I. INFORMATION AS A CORPORATE RESOURCE
A. Security as Part of The Total Organization
Information security is not simply software or
hardware security, and it does not stand apart from the total organization. An
organization’s policies, plans and procedures may affect security needs, and
security practices may affect those policies, plans or procedures. The important
point is that a secure system is integral to the total organization.
B. Understanding
The Organization
If a secure system is part of the total
organization, then one must understand the organization, its goals, objectives,
policies and procedures. If the objectives of an organization are unclear, then
implementing new technology will not help. If procedures are not secure, then
new technology will not make them secure. Understanding the organization is the
first step in planning for a secure system.

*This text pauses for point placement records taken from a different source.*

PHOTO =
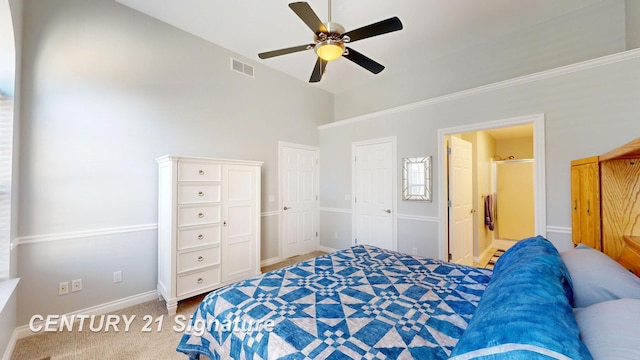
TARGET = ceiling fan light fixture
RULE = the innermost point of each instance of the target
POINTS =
(329, 50)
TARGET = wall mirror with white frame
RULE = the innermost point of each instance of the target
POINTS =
(416, 178)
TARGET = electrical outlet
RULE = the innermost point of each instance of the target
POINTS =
(63, 288)
(117, 276)
(76, 285)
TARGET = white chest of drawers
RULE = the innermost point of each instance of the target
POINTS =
(208, 225)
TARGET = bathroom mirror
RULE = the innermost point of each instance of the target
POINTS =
(416, 178)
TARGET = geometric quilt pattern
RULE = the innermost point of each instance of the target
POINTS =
(359, 303)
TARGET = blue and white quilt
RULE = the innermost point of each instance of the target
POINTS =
(360, 303)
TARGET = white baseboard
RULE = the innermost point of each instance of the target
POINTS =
(270, 261)
(326, 249)
(11, 345)
(484, 254)
(503, 244)
(24, 330)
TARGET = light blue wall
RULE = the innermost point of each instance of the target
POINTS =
(587, 112)
(106, 90)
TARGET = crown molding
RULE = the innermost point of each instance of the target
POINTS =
(542, 75)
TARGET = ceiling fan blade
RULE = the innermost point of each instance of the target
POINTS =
(363, 61)
(379, 28)
(318, 70)
(269, 54)
(306, 13)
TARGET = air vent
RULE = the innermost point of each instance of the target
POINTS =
(239, 66)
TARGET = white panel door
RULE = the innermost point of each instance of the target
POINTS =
(238, 226)
(461, 197)
(373, 195)
(299, 199)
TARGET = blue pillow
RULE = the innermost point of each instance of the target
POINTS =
(597, 277)
(525, 312)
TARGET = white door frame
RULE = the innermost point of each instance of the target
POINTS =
(394, 185)
(316, 210)
(540, 199)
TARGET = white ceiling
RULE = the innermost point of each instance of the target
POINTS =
(432, 28)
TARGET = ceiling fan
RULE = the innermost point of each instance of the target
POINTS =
(330, 39)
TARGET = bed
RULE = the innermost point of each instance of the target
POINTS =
(369, 303)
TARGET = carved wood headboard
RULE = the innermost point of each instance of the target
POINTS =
(630, 254)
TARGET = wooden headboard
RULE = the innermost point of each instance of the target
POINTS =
(630, 254)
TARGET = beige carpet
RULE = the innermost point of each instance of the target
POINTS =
(134, 344)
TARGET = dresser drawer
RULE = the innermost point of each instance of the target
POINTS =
(196, 215)
(198, 280)
(198, 193)
(199, 171)
(198, 236)
(192, 260)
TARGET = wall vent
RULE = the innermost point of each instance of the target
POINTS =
(239, 66)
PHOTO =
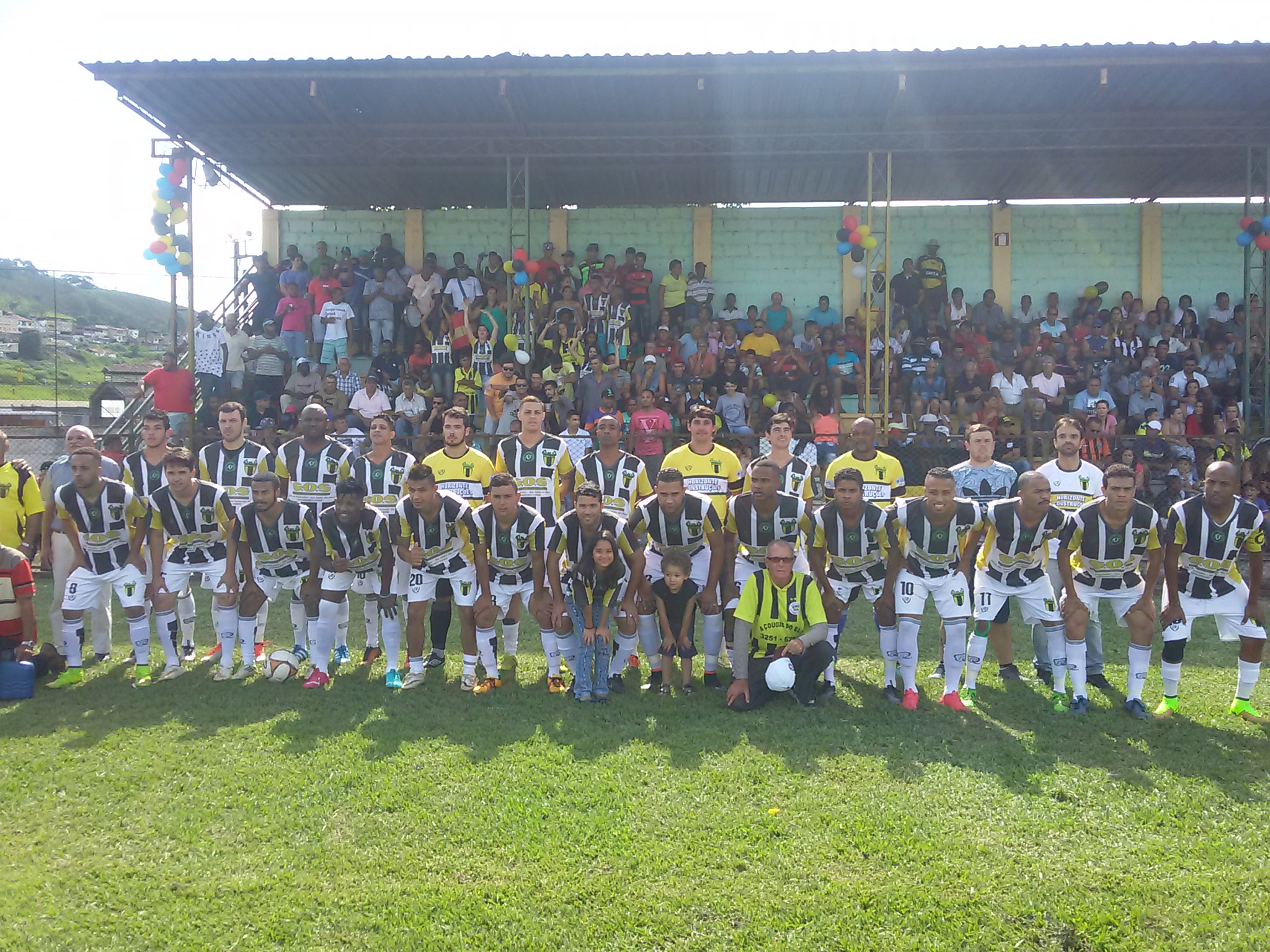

C. Identifying Sensitive Data
After establishing a clear understanding of the
organization’s function and how it is to complete its objectives, the first
step in planning for and developing a secure system is to identify sensitive
data. Recognize specific levels of security and that each may not be equally
valuable. Identifying sensitive data and determining their value before the fact
is a most difficult task for any organization. Unfortunately for most Management
Information Systems (MIS) directors, management will more easily recognize the
true value of data after the data have been disclosed to unauthorized
individuals and are compromised.
D. Controlled Sharing of Information and Resources
Sharing of information and resources is
increasingly possible through increased networking, communications and
connectivity. As this data sharing increases, the problem of information
security increases exponentially. The problem for management is one of
encouraging increased productivity through technology while maintaining what
will probably be an increasingly insecure system.